Na sequência de comentários no Twitter, ao responder a um perfil que hoje aparece como suspenso na rede social, Araújo destacou, usando a sigla HCQ para hidroxicloroquina: "Feliz por você, mas não há qualquer evidência a favor (e muita contrária) à eficiência da HCQ. Seus pacientes devem ter se recuperado em função da competência de suporte de vocês, aliada à história da doença. Nada de pseudoterapia".

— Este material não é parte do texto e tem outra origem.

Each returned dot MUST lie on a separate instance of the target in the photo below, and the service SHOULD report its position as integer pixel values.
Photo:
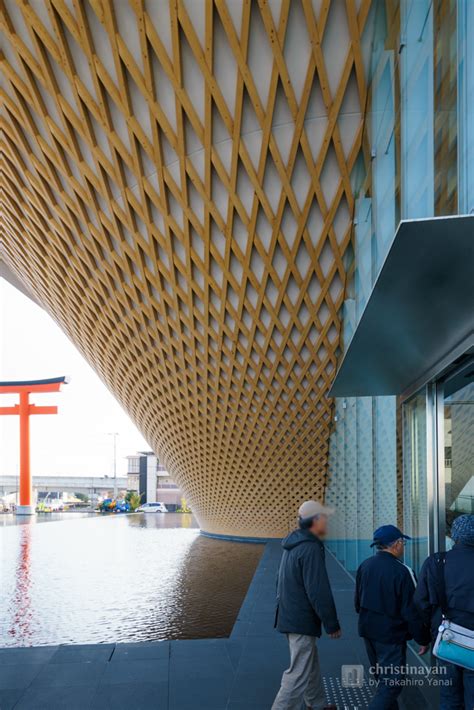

Em coletiva à imprensa neste sábado para falar da medidas sobre a variante indiana, o ministro Marcelo Queiroga se negou a dizer o motivo da saída da infectologista Luana Araújo, anunciada há 10 dias como secretária especial da Covid-19, departamento criado por ele na pasta para centralizar as ações. Ele negou haver pressões do Palácio do Planalto para que a nomeação não se concretizasse, já que a médica já tinha se manifestado anteriormente contra remédios como cloroquina, sem eficácia comprovada para a Covid-19, como revelou o GLOBO: — Não tem pressão do Palácio do Planalto. Esse é um assunto que considero encerrado. A doutora Luana é uma excelente médica e nós vamos buscar um perfil semelhante ao dela para trabalhar aqui conosco.

Ao ser perguntando novamente sobre o motivo da saída, Queiroga foi ríspido: — Já falei acerca da doutora Luana. Esse é um assunto que nós consideramos encerrado. Não vou mais abordar esse assunto.